It’s always exciting to see new flagship smartphones as they come with the latest and greatest features every year. It’s also one of the reasons why (probably) most of us don’t mind paying an expensive price for it — we get the best smartphone camera, best performance, best design, best battery, and sometimes, for status symbol. Even though a flagship phone comes with an unjustifiable price tag, we always try to reason out ourselves by saying “it’s an investment”. I, for one, am guilty of it.
Top Reasons Why You Should Not Get a Flagship Phone in 2019
Personally, I have a set bar — no smartphone is worth more than $700. OnePlus, which is my bias brand, has its current flagship phone starting at $670, and I’m afraid that I can’t afford its future phones because of the yearly price increase. However, this gives me a different point of view.
See, you don’t have to spend on a new flagship phone. This year, it feels like it’s the best time to get a non-flagship phone because of how brands continue to do a good job balancing feature-to-value ratio. With that said, here are a few reasons why it’s not worth getting a flagship phone in 2019.
Flagship Features are Available in Less Expensive Phones
When it comes to features, it’s the camera that’s always desired. 2019 seems like the year of multiple cameras. We used to think three cameras were absurd, but apparently, it’s not. It proves to be actually useful. The Galaxy S10+ which costs at least $1000 comes with a triple camera setup — 12MP main + 16MP ultrawide + 12MP telephoto. If you’re here for its camera, there are less expensive options — Vivo V15 Pro has a triple camera as well — 48MP main + 8MP ultra wide + 5MP depth sensor — that for half the price. If you want a telephoto/zoom lens, the OnePlus 6T and 6 of last year are still available and they age pretty damn well.

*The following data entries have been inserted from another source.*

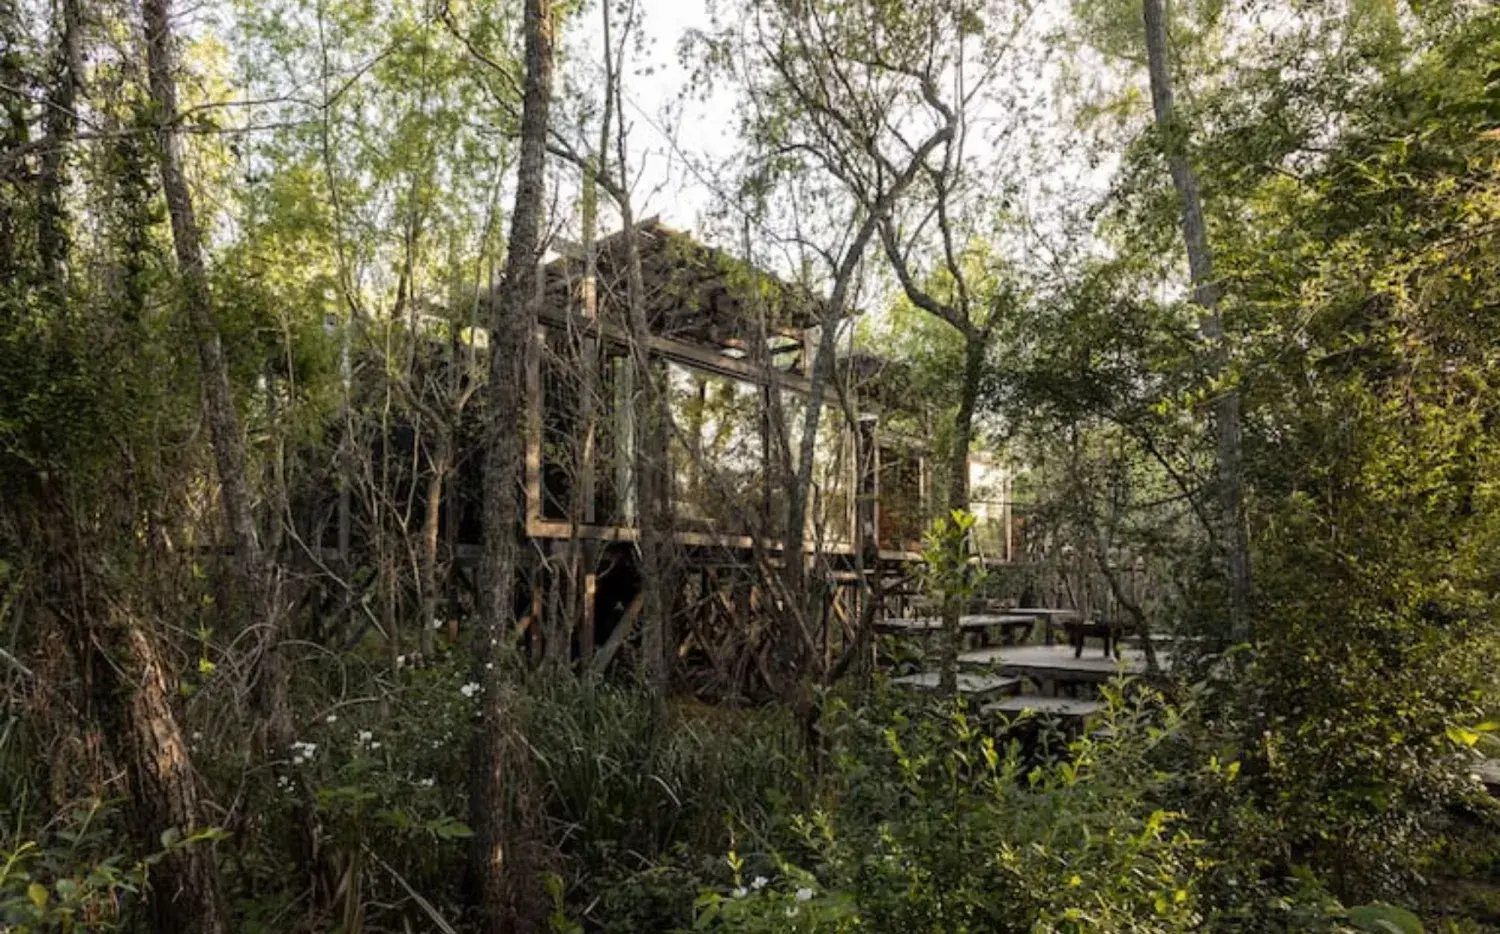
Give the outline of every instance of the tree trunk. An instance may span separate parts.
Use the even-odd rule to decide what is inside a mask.
[[[151,103],[156,116],[157,158],[161,168],[162,193],[172,224],[172,245],[186,306],[188,323],[198,348],[204,412],[209,439],[219,474],[219,498],[234,547],[234,590],[231,617],[239,629],[260,627],[257,654],[252,666],[251,699],[264,729],[271,756],[291,745],[293,727],[287,703],[290,672],[281,657],[281,613],[276,605],[270,567],[261,550],[250,487],[245,476],[245,447],[239,418],[230,392],[229,367],[224,361],[219,328],[214,319],[213,296],[208,287],[203,241],[193,212],[192,192],[183,174],[182,148],[177,121],[177,85],[173,71],[171,0],[143,0],[141,15],[146,35],[146,62]],[[296,822],[293,854],[300,867],[311,873],[314,860],[314,830],[310,792],[302,789],[300,804],[304,819]]]
[[[623,165],[623,160],[621,162]],[[651,323],[646,317],[646,283],[641,269],[641,251],[635,238],[635,214],[630,200],[619,204],[625,225],[625,298],[629,305],[631,367],[638,395],[631,400],[641,416],[635,420],[636,521],[640,527],[641,592],[645,596],[642,616],[641,655],[646,682],[658,707],[666,700],[671,677],[670,620],[671,588],[671,473],[667,394],[651,367],[646,350]],[[639,400],[639,401],[637,401]]]
[[[443,484],[448,477],[452,443],[447,425],[436,427],[432,457],[427,477],[427,511],[422,515],[422,632],[417,643],[423,662],[430,662],[433,633],[437,629],[438,608],[438,531],[442,519]]]
[[[893,186],[900,191],[904,186]],[[877,209],[883,209],[877,205]],[[798,439],[797,472],[787,490],[786,525],[782,532],[782,558],[784,581],[789,606],[786,607],[786,631],[781,633],[778,645],[782,658],[780,674],[787,679],[789,687],[802,677],[806,663],[807,630],[812,618],[813,602],[808,594],[806,559],[803,551],[807,541],[807,507],[812,498],[814,459],[818,451],[818,430],[823,420],[823,398],[828,393],[828,379],[833,372],[834,357],[838,352],[839,322],[844,317],[844,306],[849,300],[849,289],[858,269],[865,248],[875,235],[880,215],[872,211],[860,224],[844,253],[844,261],[835,271],[833,290],[824,308],[822,330],[818,334],[818,346],[814,351],[808,373],[807,410],[802,416],[802,437]],[[777,390],[773,387],[772,392]],[[780,418],[780,406],[776,407]]]
[[[481,625],[474,652],[475,680],[483,689],[471,776],[474,820],[474,876],[480,929],[489,934],[530,930],[535,919],[523,910],[529,880],[516,862],[520,847],[510,833],[506,736],[511,729],[504,668],[497,657],[512,638],[515,585],[520,555],[518,486],[525,469],[525,447],[518,422],[523,410],[526,343],[535,314],[541,261],[541,226],[546,184],[547,119],[552,97],[553,22],[551,0],[526,0],[526,79],[521,112],[521,153],[515,209],[490,329],[489,412],[484,462],[484,557],[480,577]],[[534,886],[533,886],[534,888]]]
[[[668,645],[671,642],[672,600],[669,578],[672,576],[671,545],[671,457],[670,433],[671,410],[665,387],[652,370],[651,355],[647,345],[651,337],[651,322],[646,313],[646,283],[641,269],[640,244],[636,239],[635,205],[631,201],[630,187],[626,177],[626,125],[624,119],[624,97],[621,93],[621,69],[623,50],[615,54],[614,31],[610,19],[610,5],[600,7],[601,26],[604,39],[604,87],[605,110],[600,127],[600,171],[596,181],[604,184],[620,211],[620,224],[625,251],[625,303],[626,323],[630,333],[629,385],[633,388],[626,404],[631,407],[634,432],[634,457],[636,485],[636,525],[640,531],[637,553],[640,556],[642,608],[641,656],[642,675],[651,689],[657,712],[665,711],[668,682],[671,678],[671,660]],[[628,36],[631,22],[627,19],[624,35]],[[623,40],[622,40],[623,41]],[[613,176],[605,171],[610,144],[609,132],[614,117],[615,126],[615,171]],[[586,170],[586,167],[585,167]]]
[[[42,261],[46,287],[61,301],[67,289],[68,236],[64,225],[63,188],[67,184],[66,159],[77,135],[74,111],[79,83],[83,80],[80,33],[83,13],[78,0],[62,0],[57,30],[56,60],[52,86],[42,123],[50,138],[42,151],[37,172],[37,255]]]
[[[969,508],[969,449],[974,440],[974,409],[979,403],[979,378],[984,372],[985,341],[977,335],[964,336],[963,385],[959,389],[958,411],[953,415],[952,462],[948,466],[948,511]],[[956,567],[968,558],[968,540],[955,540],[959,549]],[[964,571],[967,573],[967,571]],[[959,617],[963,602],[952,591],[943,595],[943,649],[938,673],[938,693],[952,697],[958,691],[958,654],[963,649],[963,630]]]
[[[172,713],[173,691],[155,644],[128,610],[114,611],[124,629],[130,696],[129,737],[134,798],[146,840],[175,830],[186,837],[206,824],[182,729]],[[196,843],[173,849],[151,871],[152,930],[163,934],[221,934],[229,930],[213,850]]]
[[[192,193],[182,169],[182,146],[176,128],[177,85],[173,76],[176,52],[172,47],[170,4],[171,0],[143,0],[141,4],[151,102],[156,110],[157,156],[167,213],[172,221],[172,245],[177,255],[183,304],[198,346],[204,410],[208,416],[214,463],[219,471],[219,495],[234,544],[235,576],[242,588],[238,598],[253,601],[262,597],[265,584],[261,576],[260,537],[256,533],[250,487],[245,479],[245,447],[240,438],[234,398],[229,390],[229,368],[224,362],[224,349],[214,320],[213,298],[208,289],[203,241],[193,213]]]
[[[151,601],[137,603],[132,592],[147,586],[150,572],[145,562],[131,559],[158,536],[148,534],[143,542],[132,521],[141,517],[128,511],[123,517],[86,513],[88,520],[81,521],[64,485],[47,473],[36,478],[33,489],[34,518],[16,528],[26,552],[42,559],[37,590],[45,614],[41,619],[54,623],[48,628],[63,636],[70,649],[66,654],[77,665],[74,714],[80,725],[99,727],[107,759],[129,774],[136,850],[139,855],[156,852],[163,832],[174,829],[186,836],[208,826],[172,708],[176,685],[169,681],[146,621],[136,612],[140,603]],[[106,501],[111,496],[116,503],[123,499],[115,490],[104,494]],[[128,535],[123,542],[115,534],[121,529]],[[91,536],[87,548],[85,535]],[[110,560],[112,554],[123,560]],[[123,592],[116,581],[125,585]],[[153,931],[228,930],[218,868],[207,845],[173,850],[152,867],[148,883]]]
[[[1222,377],[1228,363],[1224,342],[1224,325],[1219,317],[1219,286],[1214,281],[1213,252],[1208,245],[1208,228],[1203,218],[1203,202],[1198,192],[1198,177],[1188,159],[1184,130],[1173,113],[1172,74],[1167,60],[1167,24],[1162,0],[1141,0],[1146,24],[1146,54],[1151,71],[1151,103],[1156,112],[1156,126],[1166,146],[1172,171],[1172,184],[1182,199],[1182,237],[1187,245],[1188,273],[1193,284],[1193,301],[1203,309],[1199,329],[1212,345],[1214,373]],[[1214,404],[1218,433],[1218,493],[1220,541],[1227,552],[1226,576],[1229,579],[1229,635],[1236,642],[1249,641],[1253,632],[1250,621],[1250,542],[1244,505],[1244,469],[1240,450],[1240,397],[1233,387],[1221,391]]]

Want a long-lasting battery? Mid-range phones this year have 4000mAh batteries inside them, with some even reaching up to 5000mAh. Most phones even start at $220 only given how common the feature is. See, most flagship features are found also on the mid-range level. And it’s not like you need 50x zoom to capture what’s happening on the other side of the city.
Features Change Drastically
There are times when we feel smartphones have peaked, but only to find out there’s another “breakthrough” from an upcoming phone. When the P20 Pro was released, triple cameras was a hot, rare commodity. But not a full year has passed and we started seeing it on other phones, like the Samsung Galaxy A90. The next thing we know, it’s all over the place.
Gives Minimal Advantage
What exactly do you gain from getting a flagship phone this year? Bragging rights? Sure, if that’s what you’re looking for. But does it give you a huge advantage over other cheaper phones? Not really. Most of the time, the edge we get out of it is incremental. If I have to pay at least $1000 for a flagship phone, it has to last at least 3 days of battery life or produce a DSRL-like portrait shot. But the thing is — it can’t. Unless it has a meaningful impact on my daily life, I’d rather spend on cheaper alternatives or something nice.
As I’ve said, anything beyond $700 of a phone is too much. However, that may not be the case for you. For consumers who value their money, sometimes, a $250 phone is enough. Just like the Pocophone F1, it handles everything you throw at it — be it gaming, social media, or camera. At the end of the day, it’s a capable daily driver that’s worth its price tag.
But when do we say it’s overpriced? Well, I think we consider something is overpriced — when we think it’s too much for our budget.
Flagship phones of 2019 are great and exciting, but this year, phones, in general, are just equally as great and exciting. Whether this article made you change your mind or not, we just hope you’re happy with your choice.